Binns levantó una ceja y, por un momento, el comisario se desanimó, preguntándose si ahora Binns pretendería buscarle los tres pies al gato y solicitar los testimonios de los compañeros de golf de Bishop. Pero, para su alivio, lo único que añadió fue:
– Podía tener un subidón de adrenalina. Por la excitación de haber matado.
Grace sonrió. Era agradable que el hombre estuviera de su parte, para variar.
El fiscal se subió los puños de la chaqueta, revelando unos gemelos de oro elegantes, y miró su reloj frunciendo el ceño.
– Bueno, ¿y ahora qué vas a hacer?
Grace había estado controlando la hora. Eran las siete menos cinco.
– Después de nuestra conversación de anoche, nos pusimos en contacto con el abogado de Bishop. Va a reunirse con su cliente a las siete. El sargento Branson, acompañado por el inspector Nicholl, le leerá los cargos que se le imputan.
A las siete y media, Glenn Branson y Nicholl, acompañados por un sargento de detención, entraron en la sala de interrogatorios, donde Brian Bishop ya estaba sentado con su abogado.
Bishop, ataviado con su mono de papel, tenía ojeras y su piel ya había adquirido la palidez típica de la cárcel. Se había afeitado, pero con poca luz o deprisa, porque se había dejado un par de trozos, y no llevaba el pelo tan arreglado como antes. En tan sólo treinta y seis horas ya parecía un veterano. Eso hacía la prisión a la gente, Glenn lo sabía. Los institucionalizaba más deprisa de lo que imaginaban.
Leighton Lloyd miró a Branson y a Nicholl.
– Buenos días, caballeros. Espero que ahora soltarán a mi cliente.
– Señor, me temo que tras las averiguaciones de anoche, tenemos pruebas suficientes para imputar a su cliente.
El cuerpo de Bishop flaqueó; se quedó boquiabierto y se volvió hacia su abogado, perplejo.
Leighton Lloyd se puso de pie de repente.
– ¿Qué pasa con la coartada de mi cliente?
– Lo hemos investigado todo -dijo Branson.
– ¡Esto es ridículo! -protestó el abogado-. Mi cliente ha sido totalmente franco con ustedes. Ha contestado a todas las preguntas que le han formulado.
– Ya se recordará en el juicio -respondió Branson. Luego, yendo al grano, se dirigió directamente a Bishop-. Brian Desmond Bishop, se le acusa del asesinato de Katherine Margaret Bishop, el 4 de agosto del presente año, en Brighton, condado de East Sussex. Tiene derecho a guardar silencio. Cualquier cosa que diga puede y será utilizado en su contra en un tribunal de justicia. ¿Ha comprendido?

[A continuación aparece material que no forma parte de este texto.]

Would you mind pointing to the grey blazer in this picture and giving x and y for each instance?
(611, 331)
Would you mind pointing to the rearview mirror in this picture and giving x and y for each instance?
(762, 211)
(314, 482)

Bishop miró otra vez a su abogado, luego a Branson.
– Sí.
La palabra salió como un suspiro.
Branson se volvió hacia Leighton Lloyd.
– Nos encargaremos de los preparativos para trasladar a su cliente a los juzgados de Brighton esta tarde a las dos y solicitaremos prisión preventiva para el.

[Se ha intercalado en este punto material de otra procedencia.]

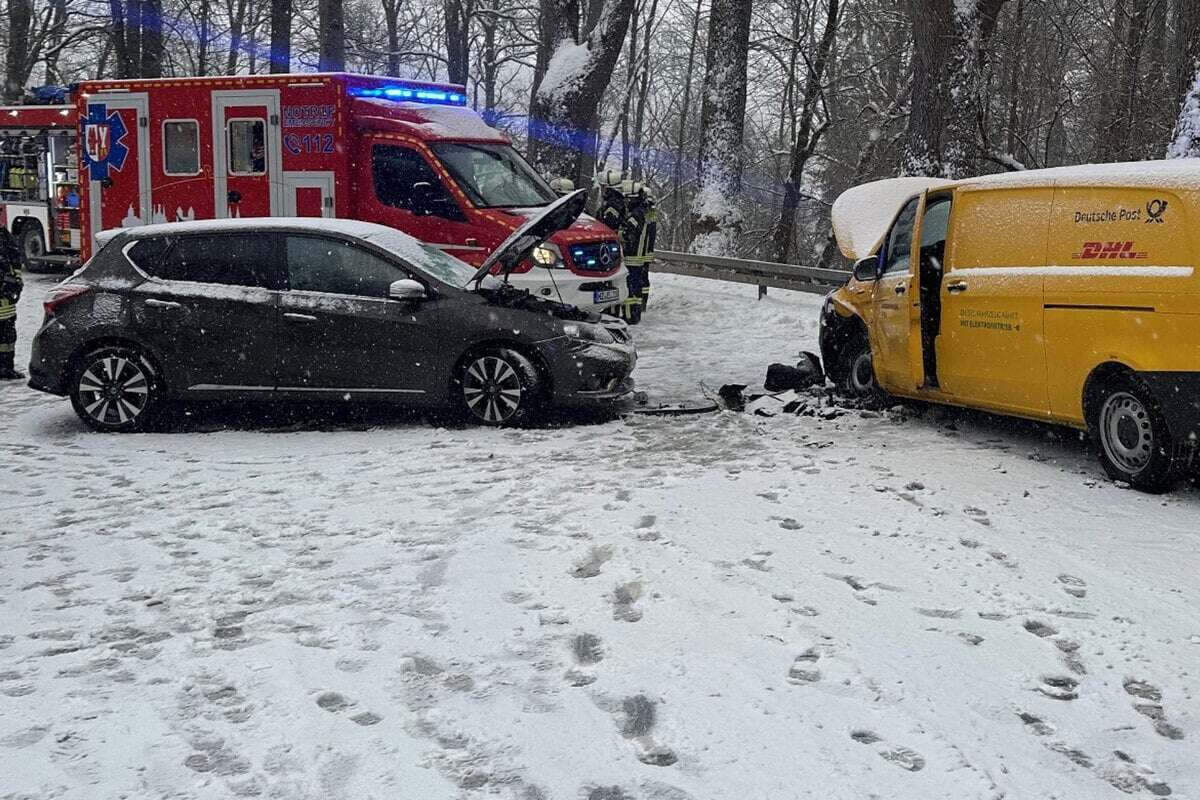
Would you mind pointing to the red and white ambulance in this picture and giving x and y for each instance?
(403, 154)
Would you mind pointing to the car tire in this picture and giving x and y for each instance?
(31, 246)
(1131, 437)
(856, 372)
(498, 388)
(115, 390)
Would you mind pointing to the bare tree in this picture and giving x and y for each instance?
(717, 218)
(281, 36)
(331, 16)
(575, 64)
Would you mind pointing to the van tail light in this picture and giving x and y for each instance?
(63, 294)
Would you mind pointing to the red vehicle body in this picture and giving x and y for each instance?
(401, 154)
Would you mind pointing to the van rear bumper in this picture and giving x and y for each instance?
(1179, 395)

– Nosotros pediremos una fianza -dijo Lloyd con resolución, luego ofreció una sonrisa reconfortante a Bishop-. Mi cliente es un miembro honrado de la comunidad y un pilar de la sociedad. Estoy seguro de que está dispuesto a entregar su pasaporte y en posición de ofrecer una fianza cuantiosa.
– Eso lo decidirá el juez -contestó Branson.
Luego, él y Nicholl volvieron a Sussex House y dejaron a Bishop en manos de su abogado y su carcelero.